Bordeaux Energy Inc. Proposes Share Consolidation and Name Change
VANCOUVER, BRITISH COLUMBIA--(Marketwire - July 31, 2008) -
NOT FOR DISSEMINATION IN THE UNITED STATES OR FOR DISTRIBUTION TO U.S. NEWSWIRE SERVICES
Bordeaux Energy Inc. (TSX VENTURE:BDO) (the "Company") announces that it is proposing that its Board of Directors be given the authority at its upcoming Annual and Special Meeting on Thursday August 28, 2008 (the "Meeting") to effect a consolidation of its shares.
The Company's shareholders will be asked to approve a share consolidation on a 30 for 1 basis, or on such lesser basis as may be necessary in order to meet TSX Venture Exchange (the "Exchange") listing and distribution requirements. Such a share consolidation would reduce the number of outstanding shares and the holdings of each shareholder on a 30 to 1 basis. The 151,279,112 shares of the Company that are currently outstanding would be reduced to approximately 5,042,637 shares. The share consolidation is subject to shareholder approval and Exchange acceptance.

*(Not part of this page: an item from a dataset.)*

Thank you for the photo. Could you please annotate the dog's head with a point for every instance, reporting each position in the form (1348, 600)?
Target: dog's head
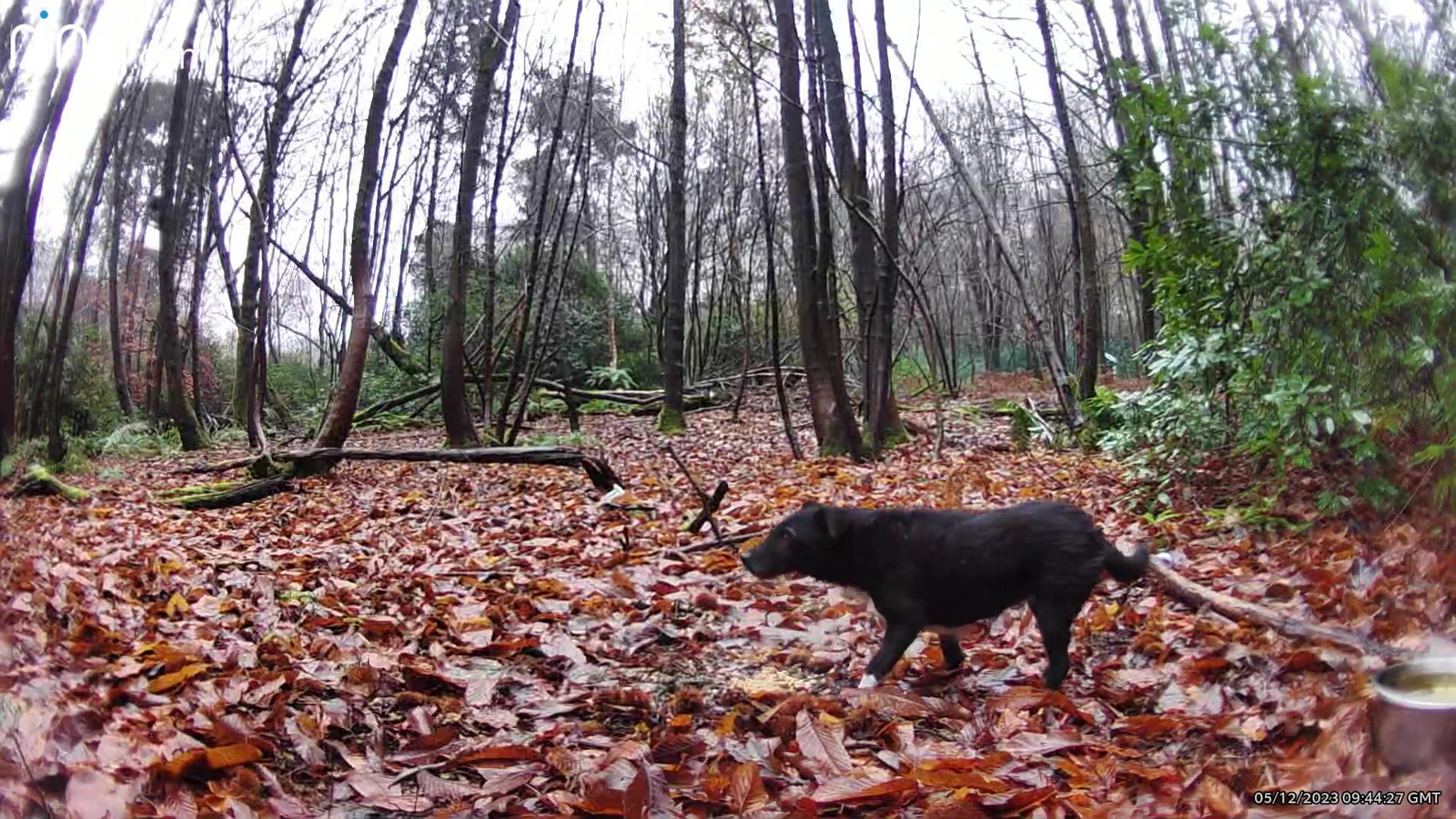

In the opinion of the Company's management, the consolidation is necessary as the current share structure of the Company will make it more difficult or impossible for the Company to attract the additional equity financing required to maintain the Company or to allow for the acquisition of new projects of merit. No fractional shares will be issued. Any fractions of a share will be rounded down to the nearest whole number of common shares. Implementation of the share consolidation does not have an effect on the actual or intrinsic value of the business of the Company.
The Company will also be seeking shareholder approval of a name change at the Meeting. The proposed name change is subject to Exchange acceptance.